It's still a dealing shoe - just one that's designed for fewer decks.
And if he thinks that a dealing shoe can't be gimmicked, he's not very knowledgable about cheating techniques in card games. I've seen shoes gimmicked specifically to allow the dealer to second-deal cards.
It's kind of silly, actually. Let's take his points for using such a device.
We first got the idea back in college playing card games. We would use a casino style dealing shoe, only to realize that it was difficult to move and did not work very well with a single deck of cards. Well, duh - unless you're playing blackjack or baccarat, a dealer's shoe is completely unnecessary. It would need to be refilled after EVERY HAND. That doesn't add up to convenient to me.
Playing with just a pile of cards in the middle of the table was not ideal because it would get knocked over and every once in a while a card could be seen. First of all, no one just leaves the deck in the middle of the table! The dealer keeps it away from the discards and the pot.
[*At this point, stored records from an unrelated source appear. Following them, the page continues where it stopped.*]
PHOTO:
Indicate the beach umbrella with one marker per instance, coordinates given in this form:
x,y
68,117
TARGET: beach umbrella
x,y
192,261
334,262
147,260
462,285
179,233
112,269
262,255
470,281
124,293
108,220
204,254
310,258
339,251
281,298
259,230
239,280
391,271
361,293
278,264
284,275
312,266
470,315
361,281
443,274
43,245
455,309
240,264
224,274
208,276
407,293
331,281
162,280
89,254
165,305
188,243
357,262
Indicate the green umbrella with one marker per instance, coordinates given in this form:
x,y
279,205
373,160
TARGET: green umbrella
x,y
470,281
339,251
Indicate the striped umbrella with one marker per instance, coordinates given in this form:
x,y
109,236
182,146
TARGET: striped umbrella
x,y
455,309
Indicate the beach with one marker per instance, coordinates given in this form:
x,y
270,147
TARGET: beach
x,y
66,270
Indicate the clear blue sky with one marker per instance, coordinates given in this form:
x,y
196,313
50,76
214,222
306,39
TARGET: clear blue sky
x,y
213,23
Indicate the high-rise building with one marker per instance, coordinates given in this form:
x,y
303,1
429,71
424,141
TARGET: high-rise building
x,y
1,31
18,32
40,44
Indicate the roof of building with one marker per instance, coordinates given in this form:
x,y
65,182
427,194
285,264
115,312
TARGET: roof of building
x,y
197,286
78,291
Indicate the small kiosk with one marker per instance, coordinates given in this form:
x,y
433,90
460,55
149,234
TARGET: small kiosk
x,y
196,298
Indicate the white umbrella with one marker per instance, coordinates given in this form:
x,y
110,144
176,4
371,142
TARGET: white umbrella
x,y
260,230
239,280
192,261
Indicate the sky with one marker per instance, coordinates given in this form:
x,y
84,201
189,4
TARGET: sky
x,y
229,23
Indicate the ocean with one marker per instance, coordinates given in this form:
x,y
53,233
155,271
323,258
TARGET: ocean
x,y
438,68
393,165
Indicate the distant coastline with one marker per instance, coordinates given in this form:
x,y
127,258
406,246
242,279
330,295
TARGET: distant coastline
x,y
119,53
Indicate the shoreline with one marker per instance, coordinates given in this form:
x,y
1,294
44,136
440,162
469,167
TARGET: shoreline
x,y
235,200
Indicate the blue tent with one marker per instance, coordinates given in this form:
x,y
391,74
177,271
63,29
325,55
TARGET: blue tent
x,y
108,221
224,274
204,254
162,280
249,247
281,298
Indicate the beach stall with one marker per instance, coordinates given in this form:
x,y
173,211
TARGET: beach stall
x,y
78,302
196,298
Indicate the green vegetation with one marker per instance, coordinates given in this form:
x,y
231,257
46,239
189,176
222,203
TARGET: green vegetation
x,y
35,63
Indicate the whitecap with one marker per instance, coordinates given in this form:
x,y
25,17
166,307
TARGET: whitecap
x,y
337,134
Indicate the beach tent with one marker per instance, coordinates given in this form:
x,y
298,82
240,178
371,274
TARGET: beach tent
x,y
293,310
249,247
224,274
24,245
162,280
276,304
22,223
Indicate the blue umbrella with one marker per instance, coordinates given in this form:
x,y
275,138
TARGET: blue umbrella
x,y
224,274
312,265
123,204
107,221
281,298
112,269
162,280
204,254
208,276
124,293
As far as flashing the bottom card - that's what cut cards are for! Don't have one? Use an ad card from the deck!
The reason deck shoes aren't good with a single deck is that they're used for games that require multiple decks. The newest ones are pretty wild - they automatically reshuffle the discards with the cards already in the shoe, completely randomizing the cards every time they go in the shoe. Totally thwarts any attempts at card counting, which relies on knowledge of the cards played and the cards remaining in the shoe. Putting the played cards and mixing the order, done frequently, doesn't allow enough of the cards to pass through to give the card counter a base to work from to predict cards coming from the shoe.
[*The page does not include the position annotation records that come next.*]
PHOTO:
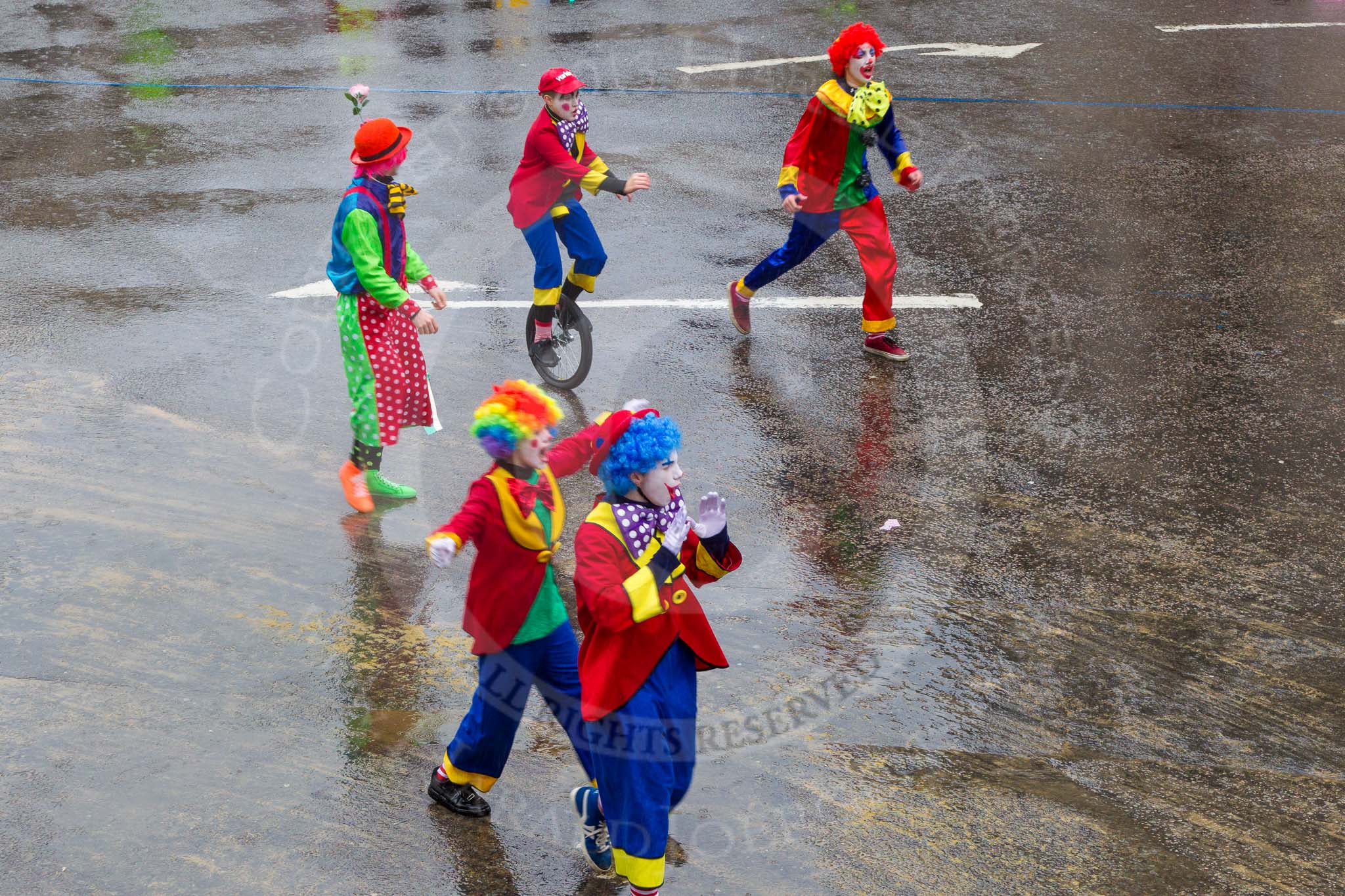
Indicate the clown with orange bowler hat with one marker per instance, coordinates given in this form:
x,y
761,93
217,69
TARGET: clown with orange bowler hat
x,y
636,557
544,200
380,323
825,183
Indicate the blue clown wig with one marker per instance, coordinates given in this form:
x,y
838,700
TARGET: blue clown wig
x,y
646,444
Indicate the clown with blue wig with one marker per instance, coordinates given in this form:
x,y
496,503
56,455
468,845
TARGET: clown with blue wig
x,y
646,637
522,636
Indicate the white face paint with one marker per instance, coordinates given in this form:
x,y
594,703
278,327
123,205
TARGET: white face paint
x,y
533,453
858,72
659,482
564,105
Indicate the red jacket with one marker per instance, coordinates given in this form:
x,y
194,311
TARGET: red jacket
x,y
512,553
628,620
546,172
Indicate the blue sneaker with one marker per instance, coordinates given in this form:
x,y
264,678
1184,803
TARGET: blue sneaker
x,y
598,848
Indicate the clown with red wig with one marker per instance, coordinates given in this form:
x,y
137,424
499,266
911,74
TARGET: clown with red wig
x,y
826,184
378,320
646,637
519,628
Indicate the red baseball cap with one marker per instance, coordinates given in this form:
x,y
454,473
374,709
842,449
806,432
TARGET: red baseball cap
x,y
558,81
611,431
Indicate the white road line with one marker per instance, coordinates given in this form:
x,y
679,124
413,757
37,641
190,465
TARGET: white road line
x,y
957,300
986,51
1251,24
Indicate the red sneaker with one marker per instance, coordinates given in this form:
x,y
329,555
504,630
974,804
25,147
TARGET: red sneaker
x,y
739,308
885,345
Back to the point - I have never seen a poker game at a casino or elsewhere dealt from a shoe. This is more like a solution that's looking for a problem that doesn't really exist. If I had to work that hard to keep the players at my table honest, they wouldn't be playing at my table... Shufflers make sense because not everyone can shuffle, but I've never met a person who couldn't deal. Granted, a few of the dealers I've seen are slow and plodding, dealing the wrong cards to the wrong people, but this one-deck shoe isn't going to solve that problem at all.